By Lisa Wade McCormick

May 25, 2010
Consumers can now report safety problems and concerns about human and pet food on a new website launched by the Food and Drug Administration (FDA) and the National Institutes of Health (NIH).

Consumers, manufacturers, researchers, and public health officials can also file reports about animal drugs and adverse events during human gene transfer trials on the government's new Safety Reporting Portal (SRP).

The website is designed to streamline the process of reporting safety concerns with food, medicine, and other consumer goods to the government before and after the products hit the market, the FDA said.

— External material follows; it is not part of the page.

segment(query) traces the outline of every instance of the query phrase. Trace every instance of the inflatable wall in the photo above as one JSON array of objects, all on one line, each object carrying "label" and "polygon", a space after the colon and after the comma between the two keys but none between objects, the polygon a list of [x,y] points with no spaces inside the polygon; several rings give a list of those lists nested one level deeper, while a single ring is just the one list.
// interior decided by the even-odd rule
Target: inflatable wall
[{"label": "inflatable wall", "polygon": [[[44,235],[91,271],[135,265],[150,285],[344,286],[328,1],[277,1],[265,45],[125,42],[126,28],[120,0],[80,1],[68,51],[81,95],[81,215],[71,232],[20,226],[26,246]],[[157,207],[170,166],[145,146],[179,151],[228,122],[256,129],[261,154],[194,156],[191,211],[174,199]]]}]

"The portal will be a key detection tool in improving the country's nationwide surveillance system and will strengthen our ability to protect the nation's health," said FDA Commissioner Margaret A. Hamburg. "We will now be able to analyze human and animal safety-related events more quickly and identify those measures needed to protect the public."

Where and how to report

The Web site's four reporting areas are:

• Pet food and treats: Pet owners and veterinarians can file complaints about adverse reactions to these products. "Consumers often transfer dry pet food into other containers for easier handling," the FDA said. "If possible, please save the original packaging until the pet food has been consumed. The packaging contains important information often needed to identify the variety of pet food, the manufacturing plant, and the production date." That information includes the product's lot number, which is stamped on the package and includes a combination of letters and numbers, the best by and expiration date, and the UPC or bar code;

• Reportable Food Registry: Food industry and public health officials can submit reports that are required by law. These reports include problems with food and animal feed that present a "reasonable probability of causing serious adverse health consequences or death to humans or animals," the FDA said;

• Animal drugs: Animal drug manufacturers can report adverse reactions and events associated with their products;

• Clinical Trials: Biomedical researchers involved in human gene transfer clinical trials can report adverse events, indicating any "unanticipated consequences" of the products being tested. Trial sponsors can also use the Web site to prepare reports and send them the agency to satisfy the reporting requirements for investigational new drugs, the FDA said.

The FDA called the Web site "a first step" toward a common electronic reporting system that will ultimately offer one-stop shopping and a place where consumers can file a single report with multiple agencies that may have an interest in the event.

Until then, the Web site will redirect consumers who want to file reports about other products regulated by FDA, the U.S. Department of Agriculture, Environmental Protection Agency, or the Consumer Product Safety Commission to appropriate agency or department.

For example, consumers who want to file a complaint about restaurant food or sanitation are now linked to their local or state health department. And pet owners with concerns about flea and tick product are redirected to the EPA's website.